People who don't believe obvious facts, like Holocaust-deniers, flat-Earthers, geocentrists, etc., deserved our scorn, and they deserve our action when they hold great political and cultural sway. But evolutionists are so stuck inside their mental box they can't tell the difference between a difference of opinion and a difference of fact. Among reasonable people, facts are rarely in dispute. But particular interpretations of the facts often are.

3) I think evolutionists are wasting energy by trying to keep creation teaching out of schools. Let me say now that I don't want the government deciding on school curriculum, but leaving that aside, I think that if everything neo-Darwinian evolution has to say is true, then there can be nothing to worry about if creation is taught along side it. If you put forward two theories in a science class, and one is true and scientific and the other is phony and unscientific, even most lay-people would be able to distinguish fact from fiction if the science is well-taught.

It's like of like what some people say about sex education, they either hear it in the class room or hear it on the streets.
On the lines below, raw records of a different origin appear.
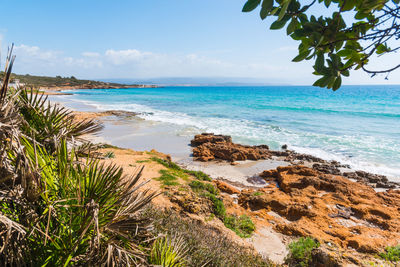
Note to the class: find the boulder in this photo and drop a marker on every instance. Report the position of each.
(330, 208)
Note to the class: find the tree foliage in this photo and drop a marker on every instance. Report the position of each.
(346, 40)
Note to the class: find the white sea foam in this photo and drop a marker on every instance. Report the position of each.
(356, 151)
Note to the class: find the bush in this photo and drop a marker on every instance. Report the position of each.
(391, 253)
(109, 155)
(171, 165)
(218, 206)
(207, 246)
(199, 186)
(168, 252)
(167, 178)
(300, 251)
(243, 226)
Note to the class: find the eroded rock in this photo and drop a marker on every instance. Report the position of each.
(328, 207)
(207, 147)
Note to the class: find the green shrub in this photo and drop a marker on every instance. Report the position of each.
(243, 226)
(199, 175)
(143, 161)
(168, 252)
(391, 253)
(207, 246)
(300, 251)
(218, 206)
(167, 178)
(166, 163)
(171, 165)
(199, 186)
(109, 155)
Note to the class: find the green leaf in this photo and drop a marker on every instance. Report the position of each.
(302, 56)
(250, 5)
(284, 9)
(268, 4)
(337, 83)
(263, 13)
(292, 26)
(279, 24)
(319, 62)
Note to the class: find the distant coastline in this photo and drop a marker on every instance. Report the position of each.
(59, 83)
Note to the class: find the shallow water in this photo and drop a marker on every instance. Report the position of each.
(357, 125)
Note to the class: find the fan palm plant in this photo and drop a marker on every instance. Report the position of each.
(51, 123)
(57, 208)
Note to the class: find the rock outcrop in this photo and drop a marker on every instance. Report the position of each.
(207, 147)
(331, 208)
(226, 188)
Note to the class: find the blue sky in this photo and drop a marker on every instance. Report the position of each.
(139, 39)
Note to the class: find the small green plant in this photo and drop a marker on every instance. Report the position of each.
(171, 165)
(300, 251)
(199, 175)
(167, 178)
(243, 226)
(105, 145)
(200, 186)
(169, 252)
(391, 253)
(218, 205)
(166, 163)
(109, 155)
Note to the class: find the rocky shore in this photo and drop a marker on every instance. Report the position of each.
(311, 197)
(94, 86)
(210, 147)
(326, 200)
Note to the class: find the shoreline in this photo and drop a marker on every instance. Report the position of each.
(94, 87)
(305, 202)
(126, 129)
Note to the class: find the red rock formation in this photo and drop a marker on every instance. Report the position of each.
(225, 187)
(328, 207)
(209, 147)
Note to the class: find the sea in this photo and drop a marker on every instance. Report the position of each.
(356, 125)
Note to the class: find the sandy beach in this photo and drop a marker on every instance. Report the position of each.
(244, 184)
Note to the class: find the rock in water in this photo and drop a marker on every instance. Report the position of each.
(207, 147)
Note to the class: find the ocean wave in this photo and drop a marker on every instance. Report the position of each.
(359, 151)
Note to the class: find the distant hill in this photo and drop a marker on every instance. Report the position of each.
(59, 82)
(200, 81)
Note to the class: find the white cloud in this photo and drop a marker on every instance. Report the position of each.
(90, 54)
(120, 57)
(133, 63)
(28, 53)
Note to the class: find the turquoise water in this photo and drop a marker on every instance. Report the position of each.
(357, 125)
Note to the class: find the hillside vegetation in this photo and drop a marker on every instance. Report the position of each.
(58, 81)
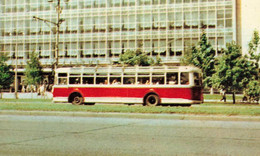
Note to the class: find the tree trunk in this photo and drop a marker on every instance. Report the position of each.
(234, 98)
(211, 91)
(224, 97)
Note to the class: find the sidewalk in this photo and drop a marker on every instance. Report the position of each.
(135, 115)
(48, 95)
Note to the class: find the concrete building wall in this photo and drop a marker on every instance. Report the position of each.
(250, 21)
(97, 32)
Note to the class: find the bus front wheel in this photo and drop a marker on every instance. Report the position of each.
(152, 100)
(77, 100)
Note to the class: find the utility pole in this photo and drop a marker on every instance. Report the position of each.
(57, 25)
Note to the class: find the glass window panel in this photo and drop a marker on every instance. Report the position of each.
(228, 23)
(147, 46)
(212, 14)
(147, 20)
(228, 14)
(220, 23)
(88, 23)
(87, 49)
(220, 14)
(116, 22)
(72, 49)
(178, 16)
(155, 20)
(115, 47)
(8, 26)
(163, 20)
(132, 21)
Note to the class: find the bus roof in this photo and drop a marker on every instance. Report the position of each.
(127, 69)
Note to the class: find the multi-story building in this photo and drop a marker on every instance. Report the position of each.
(98, 31)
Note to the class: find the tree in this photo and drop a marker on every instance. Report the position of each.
(6, 74)
(33, 70)
(254, 48)
(253, 88)
(233, 71)
(137, 57)
(202, 56)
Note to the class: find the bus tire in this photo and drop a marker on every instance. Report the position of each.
(152, 100)
(76, 99)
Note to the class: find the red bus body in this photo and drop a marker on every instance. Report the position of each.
(129, 94)
(130, 85)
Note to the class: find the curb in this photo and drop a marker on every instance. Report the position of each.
(135, 115)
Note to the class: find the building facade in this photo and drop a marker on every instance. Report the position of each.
(98, 31)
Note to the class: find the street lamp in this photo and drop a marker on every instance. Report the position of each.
(57, 24)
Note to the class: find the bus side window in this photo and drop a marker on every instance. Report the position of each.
(88, 80)
(115, 81)
(63, 81)
(158, 80)
(172, 78)
(129, 80)
(196, 79)
(74, 80)
(185, 78)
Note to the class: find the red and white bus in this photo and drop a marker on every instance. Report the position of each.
(149, 86)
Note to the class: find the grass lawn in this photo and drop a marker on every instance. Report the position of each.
(205, 108)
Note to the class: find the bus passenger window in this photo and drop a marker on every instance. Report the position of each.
(157, 80)
(63, 81)
(88, 80)
(74, 80)
(101, 80)
(185, 78)
(115, 81)
(129, 80)
(196, 79)
(172, 78)
(143, 80)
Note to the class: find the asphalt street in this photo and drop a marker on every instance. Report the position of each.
(67, 135)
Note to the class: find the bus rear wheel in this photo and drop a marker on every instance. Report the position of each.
(152, 100)
(77, 100)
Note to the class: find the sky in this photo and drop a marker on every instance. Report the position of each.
(250, 20)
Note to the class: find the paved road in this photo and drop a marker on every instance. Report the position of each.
(49, 135)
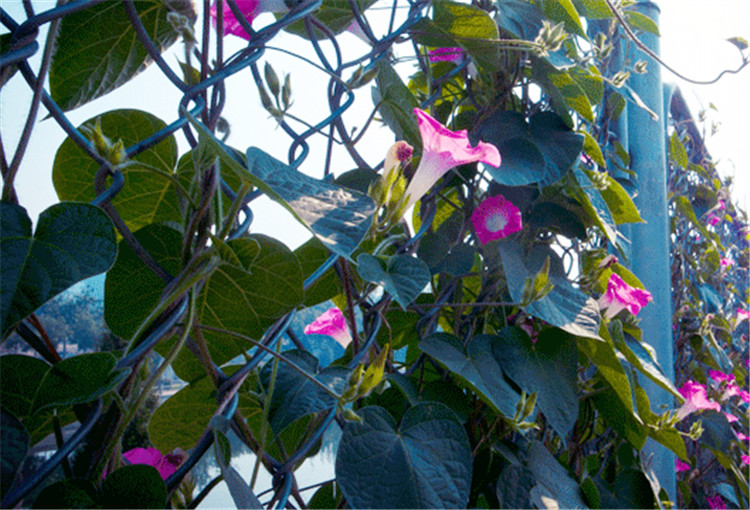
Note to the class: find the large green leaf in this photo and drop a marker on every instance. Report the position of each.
(554, 482)
(455, 24)
(423, 463)
(548, 367)
(402, 276)
(338, 217)
(14, 443)
(77, 380)
(132, 289)
(258, 281)
(543, 149)
(565, 306)
(337, 15)
(396, 104)
(475, 365)
(180, 420)
(294, 394)
(97, 48)
(148, 195)
(136, 486)
(71, 243)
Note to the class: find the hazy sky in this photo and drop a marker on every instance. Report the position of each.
(693, 41)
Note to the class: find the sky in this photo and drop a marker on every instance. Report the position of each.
(693, 41)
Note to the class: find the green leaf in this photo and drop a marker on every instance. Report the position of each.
(565, 306)
(148, 194)
(565, 11)
(514, 486)
(132, 289)
(97, 48)
(311, 255)
(77, 380)
(402, 276)
(71, 243)
(180, 420)
(396, 104)
(14, 443)
(338, 217)
(677, 152)
(423, 463)
(136, 486)
(548, 367)
(294, 394)
(475, 365)
(553, 480)
(455, 24)
(337, 15)
(642, 22)
(245, 299)
(72, 493)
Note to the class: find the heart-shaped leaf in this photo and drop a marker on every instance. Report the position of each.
(476, 366)
(548, 367)
(71, 243)
(148, 194)
(97, 48)
(294, 394)
(423, 463)
(403, 277)
(565, 306)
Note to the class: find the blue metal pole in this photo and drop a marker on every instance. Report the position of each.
(650, 255)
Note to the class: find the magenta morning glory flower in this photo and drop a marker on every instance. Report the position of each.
(333, 324)
(716, 375)
(695, 399)
(443, 149)
(445, 55)
(716, 503)
(496, 218)
(620, 295)
(165, 464)
(681, 466)
(250, 8)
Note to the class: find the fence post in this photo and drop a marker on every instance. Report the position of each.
(650, 240)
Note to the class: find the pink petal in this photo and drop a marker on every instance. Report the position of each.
(620, 295)
(681, 466)
(443, 149)
(445, 55)
(333, 324)
(231, 25)
(496, 218)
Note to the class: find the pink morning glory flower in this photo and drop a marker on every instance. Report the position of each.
(716, 503)
(681, 466)
(445, 55)
(443, 149)
(620, 295)
(720, 376)
(165, 464)
(333, 324)
(695, 399)
(496, 218)
(250, 8)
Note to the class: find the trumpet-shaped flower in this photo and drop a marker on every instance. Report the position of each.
(716, 503)
(443, 149)
(496, 218)
(681, 466)
(333, 324)
(165, 464)
(445, 55)
(620, 295)
(250, 9)
(695, 399)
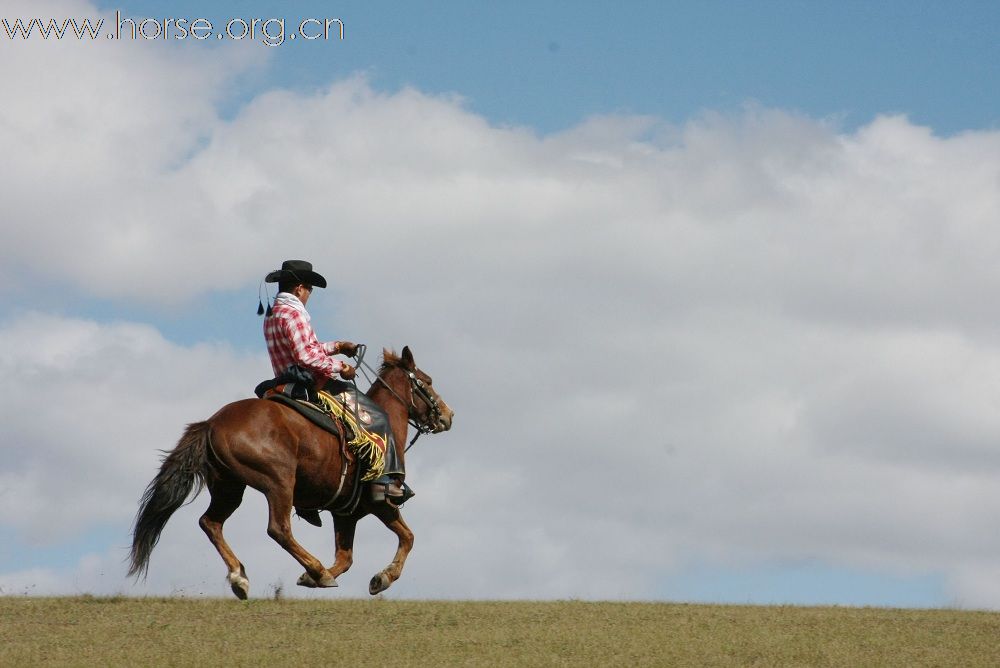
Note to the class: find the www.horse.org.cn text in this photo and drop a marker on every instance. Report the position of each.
(270, 31)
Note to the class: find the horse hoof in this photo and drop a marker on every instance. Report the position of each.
(240, 586)
(378, 584)
(327, 580)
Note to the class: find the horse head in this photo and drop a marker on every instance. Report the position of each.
(414, 386)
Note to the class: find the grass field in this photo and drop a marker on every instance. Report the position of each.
(91, 631)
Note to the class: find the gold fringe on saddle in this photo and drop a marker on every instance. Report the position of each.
(366, 445)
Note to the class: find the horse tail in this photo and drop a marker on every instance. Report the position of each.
(183, 469)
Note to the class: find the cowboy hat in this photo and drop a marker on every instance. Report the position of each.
(299, 271)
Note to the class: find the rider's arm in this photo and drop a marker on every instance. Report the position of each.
(307, 350)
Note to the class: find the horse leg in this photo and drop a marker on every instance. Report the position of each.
(384, 578)
(226, 498)
(279, 527)
(343, 528)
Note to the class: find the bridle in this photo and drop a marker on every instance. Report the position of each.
(417, 389)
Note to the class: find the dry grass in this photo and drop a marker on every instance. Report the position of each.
(89, 631)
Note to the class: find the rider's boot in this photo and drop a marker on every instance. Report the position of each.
(391, 489)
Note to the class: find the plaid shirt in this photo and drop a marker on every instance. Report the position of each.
(291, 340)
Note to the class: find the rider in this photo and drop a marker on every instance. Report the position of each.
(291, 342)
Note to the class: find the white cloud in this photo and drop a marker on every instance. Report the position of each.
(749, 338)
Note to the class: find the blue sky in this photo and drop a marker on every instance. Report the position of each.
(549, 65)
(807, 193)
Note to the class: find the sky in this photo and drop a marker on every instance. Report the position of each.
(707, 285)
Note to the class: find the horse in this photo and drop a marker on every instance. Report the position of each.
(272, 448)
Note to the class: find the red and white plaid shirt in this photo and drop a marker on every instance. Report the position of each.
(291, 340)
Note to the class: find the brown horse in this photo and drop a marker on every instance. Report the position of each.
(270, 447)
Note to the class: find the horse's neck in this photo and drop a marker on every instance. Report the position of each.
(395, 410)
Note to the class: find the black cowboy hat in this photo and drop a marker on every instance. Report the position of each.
(299, 271)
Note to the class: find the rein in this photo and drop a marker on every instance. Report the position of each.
(416, 388)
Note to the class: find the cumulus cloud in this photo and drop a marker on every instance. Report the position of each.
(749, 338)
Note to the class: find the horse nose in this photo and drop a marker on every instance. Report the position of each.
(445, 421)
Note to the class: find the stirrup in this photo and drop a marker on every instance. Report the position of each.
(310, 515)
(380, 492)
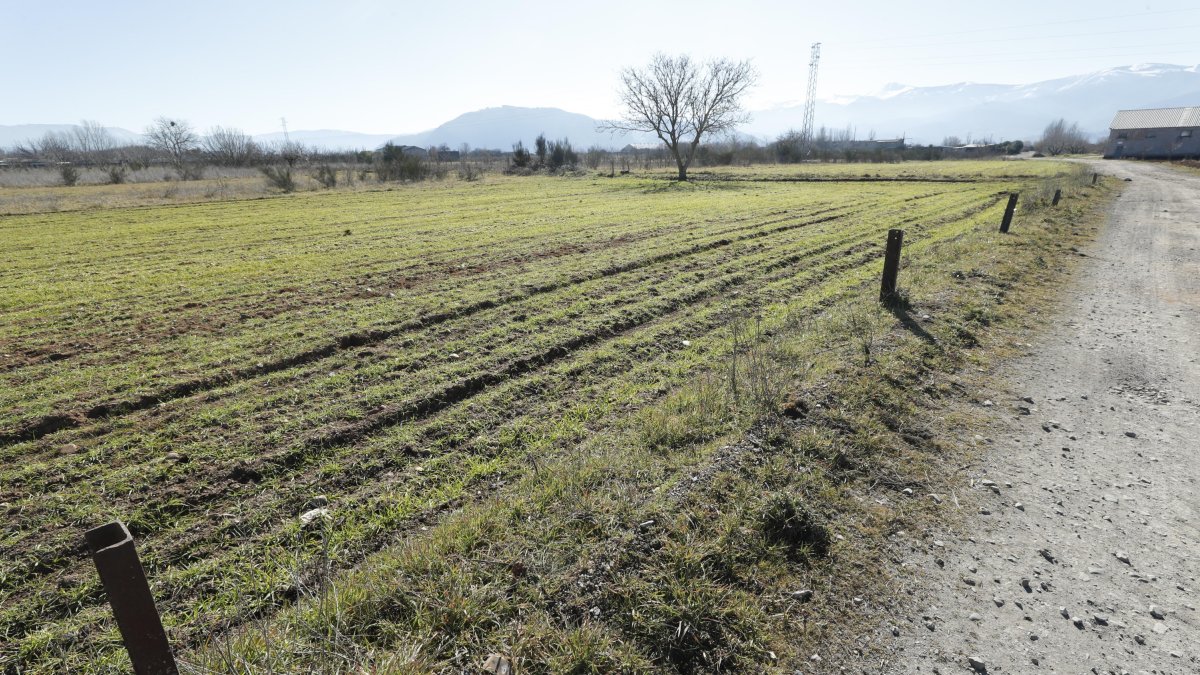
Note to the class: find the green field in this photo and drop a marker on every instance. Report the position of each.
(208, 371)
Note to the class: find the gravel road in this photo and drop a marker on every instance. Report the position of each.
(1085, 550)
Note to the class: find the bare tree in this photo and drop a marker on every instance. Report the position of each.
(1061, 137)
(681, 101)
(231, 147)
(93, 141)
(51, 147)
(175, 138)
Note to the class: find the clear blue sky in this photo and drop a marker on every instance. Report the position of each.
(393, 67)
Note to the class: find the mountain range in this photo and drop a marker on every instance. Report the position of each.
(923, 114)
(1001, 112)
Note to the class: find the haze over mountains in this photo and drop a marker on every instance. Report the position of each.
(923, 114)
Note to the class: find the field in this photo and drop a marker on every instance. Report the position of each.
(441, 366)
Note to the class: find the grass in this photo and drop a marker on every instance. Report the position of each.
(592, 424)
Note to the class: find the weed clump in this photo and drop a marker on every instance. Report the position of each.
(785, 521)
(280, 178)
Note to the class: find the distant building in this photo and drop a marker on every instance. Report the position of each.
(1156, 133)
(869, 145)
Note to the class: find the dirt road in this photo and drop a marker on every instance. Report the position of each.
(1085, 550)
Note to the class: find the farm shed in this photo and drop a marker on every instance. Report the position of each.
(1156, 133)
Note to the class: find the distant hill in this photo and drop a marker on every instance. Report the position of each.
(927, 114)
(501, 127)
(924, 114)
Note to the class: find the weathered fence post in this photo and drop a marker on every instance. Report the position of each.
(891, 264)
(1008, 211)
(129, 595)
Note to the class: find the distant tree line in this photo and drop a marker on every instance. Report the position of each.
(187, 153)
(549, 155)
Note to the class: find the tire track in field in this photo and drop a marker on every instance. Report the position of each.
(382, 278)
(463, 390)
(459, 393)
(75, 419)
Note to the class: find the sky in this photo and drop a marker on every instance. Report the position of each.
(395, 66)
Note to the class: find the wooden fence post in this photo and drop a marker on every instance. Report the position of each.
(129, 595)
(1008, 211)
(891, 264)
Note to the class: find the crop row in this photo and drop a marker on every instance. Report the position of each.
(690, 306)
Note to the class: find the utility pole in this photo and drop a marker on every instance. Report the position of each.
(810, 101)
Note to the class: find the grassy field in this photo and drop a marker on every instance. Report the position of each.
(525, 405)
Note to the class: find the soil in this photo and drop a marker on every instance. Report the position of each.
(1081, 555)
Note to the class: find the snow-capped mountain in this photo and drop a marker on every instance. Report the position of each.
(923, 114)
(927, 114)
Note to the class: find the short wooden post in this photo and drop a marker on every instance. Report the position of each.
(891, 264)
(129, 595)
(1008, 211)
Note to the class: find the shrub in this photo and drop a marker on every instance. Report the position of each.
(325, 175)
(469, 171)
(280, 178)
(395, 165)
(521, 157)
(70, 174)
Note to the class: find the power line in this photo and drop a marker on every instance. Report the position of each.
(1019, 39)
(1008, 60)
(1039, 24)
(1102, 51)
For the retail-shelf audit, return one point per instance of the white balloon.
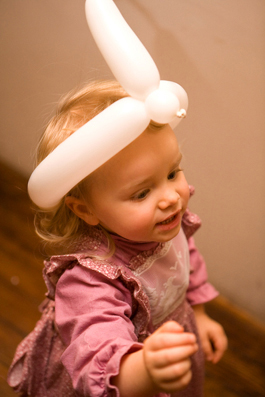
(182, 96)
(126, 56)
(122, 122)
(86, 150)
(162, 106)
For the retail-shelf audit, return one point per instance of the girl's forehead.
(148, 151)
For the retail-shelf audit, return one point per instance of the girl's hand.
(212, 335)
(167, 357)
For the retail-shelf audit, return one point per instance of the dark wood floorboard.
(240, 373)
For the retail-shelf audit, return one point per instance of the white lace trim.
(165, 277)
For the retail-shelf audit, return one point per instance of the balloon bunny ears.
(122, 122)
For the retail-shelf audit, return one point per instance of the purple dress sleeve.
(93, 315)
(199, 290)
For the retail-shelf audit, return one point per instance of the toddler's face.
(141, 193)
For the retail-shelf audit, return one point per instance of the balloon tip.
(181, 113)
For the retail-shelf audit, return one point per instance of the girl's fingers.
(173, 355)
(166, 340)
(172, 373)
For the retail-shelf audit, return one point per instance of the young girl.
(124, 311)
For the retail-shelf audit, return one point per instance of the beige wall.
(215, 50)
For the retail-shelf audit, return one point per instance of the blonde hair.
(59, 226)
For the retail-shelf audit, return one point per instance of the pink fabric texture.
(99, 314)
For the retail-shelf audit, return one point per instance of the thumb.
(170, 326)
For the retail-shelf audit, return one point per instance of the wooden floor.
(240, 373)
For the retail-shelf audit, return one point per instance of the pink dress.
(99, 310)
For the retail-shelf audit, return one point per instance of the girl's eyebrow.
(140, 183)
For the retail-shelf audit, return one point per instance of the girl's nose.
(169, 198)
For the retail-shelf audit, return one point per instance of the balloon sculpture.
(119, 124)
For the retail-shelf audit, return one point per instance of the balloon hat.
(122, 122)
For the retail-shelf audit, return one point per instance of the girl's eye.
(142, 195)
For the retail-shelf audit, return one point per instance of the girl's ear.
(80, 208)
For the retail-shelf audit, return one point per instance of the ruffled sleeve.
(93, 315)
(199, 290)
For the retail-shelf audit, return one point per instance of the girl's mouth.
(170, 223)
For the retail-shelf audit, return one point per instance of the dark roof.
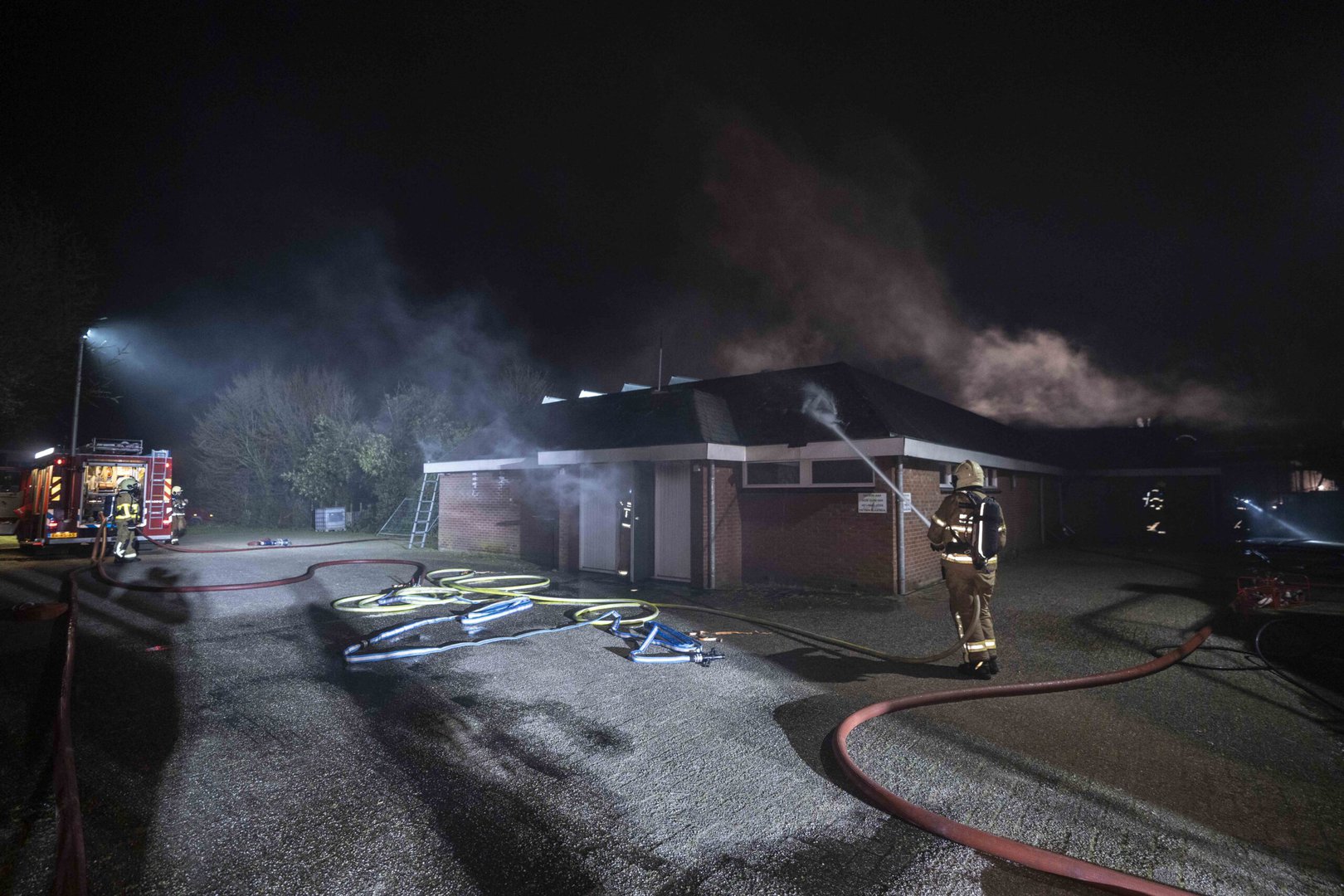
(767, 410)
(621, 419)
(756, 409)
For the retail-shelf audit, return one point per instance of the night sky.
(1054, 214)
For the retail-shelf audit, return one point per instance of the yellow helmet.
(968, 475)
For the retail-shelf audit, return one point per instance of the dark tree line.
(279, 444)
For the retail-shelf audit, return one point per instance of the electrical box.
(329, 519)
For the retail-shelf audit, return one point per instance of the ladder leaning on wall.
(425, 511)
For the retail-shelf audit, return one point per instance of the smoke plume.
(850, 275)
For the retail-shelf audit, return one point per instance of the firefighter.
(179, 514)
(967, 571)
(125, 511)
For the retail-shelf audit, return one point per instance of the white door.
(601, 489)
(672, 520)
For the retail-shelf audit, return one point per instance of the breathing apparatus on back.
(986, 514)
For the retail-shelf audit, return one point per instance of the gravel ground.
(223, 747)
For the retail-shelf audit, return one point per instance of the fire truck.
(62, 499)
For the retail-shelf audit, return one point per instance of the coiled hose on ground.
(457, 586)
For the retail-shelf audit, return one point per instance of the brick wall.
(477, 512)
(923, 564)
(815, 536)
(728, 524)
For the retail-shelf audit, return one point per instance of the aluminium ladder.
(156, 489)
(425, 516)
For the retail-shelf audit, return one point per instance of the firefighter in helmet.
(125, 512)
(968, 572)
(179, 514)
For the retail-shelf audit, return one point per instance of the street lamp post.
(74, 418)
(74, 421)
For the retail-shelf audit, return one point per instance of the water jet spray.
(821, 405)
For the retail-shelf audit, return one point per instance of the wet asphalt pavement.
(223, 746)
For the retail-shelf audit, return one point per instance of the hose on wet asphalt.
(984, 841)
(457, 586)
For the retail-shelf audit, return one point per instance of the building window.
(765, 475)
(947, 470)
(841, 473)
(773, 473)
(945, 476)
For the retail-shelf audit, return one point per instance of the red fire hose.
(981, 840)
(71, 876)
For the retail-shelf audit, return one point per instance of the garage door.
(672, 520)
(602, 486)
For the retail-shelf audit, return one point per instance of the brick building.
(726, 481)
(718, 483)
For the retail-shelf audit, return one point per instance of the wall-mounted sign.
(873, 503)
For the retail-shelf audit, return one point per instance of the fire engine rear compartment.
(61, 501)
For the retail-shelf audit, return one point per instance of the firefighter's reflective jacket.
(953, 525)
(127, 511)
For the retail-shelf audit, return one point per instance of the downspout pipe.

The argument I'm making here is that if I were an evolutionist, I'd be more worried about people hearing about evolution from a one-sided book or web site and becoming involved in creationism that way, then by hearing it proposed as a possible alternative espoused by some people, in a class room setting.

The fear that Darwinists have of competing with creationism in a class room makes me think that they are worried people will opt for creation rather than evolution when it is presented to them, or that the critiques of Darwinian macro-evolution from creation teaching can't be refuted. I'm not saying this to be provocative, that's just how I see it. After all, if the government forced private religious schools to teach evolution, and parents and teachers at these schools objected, wouldn't the gut-reaction from evolutionists be "Ha! They're worried their kids will learn the truth!"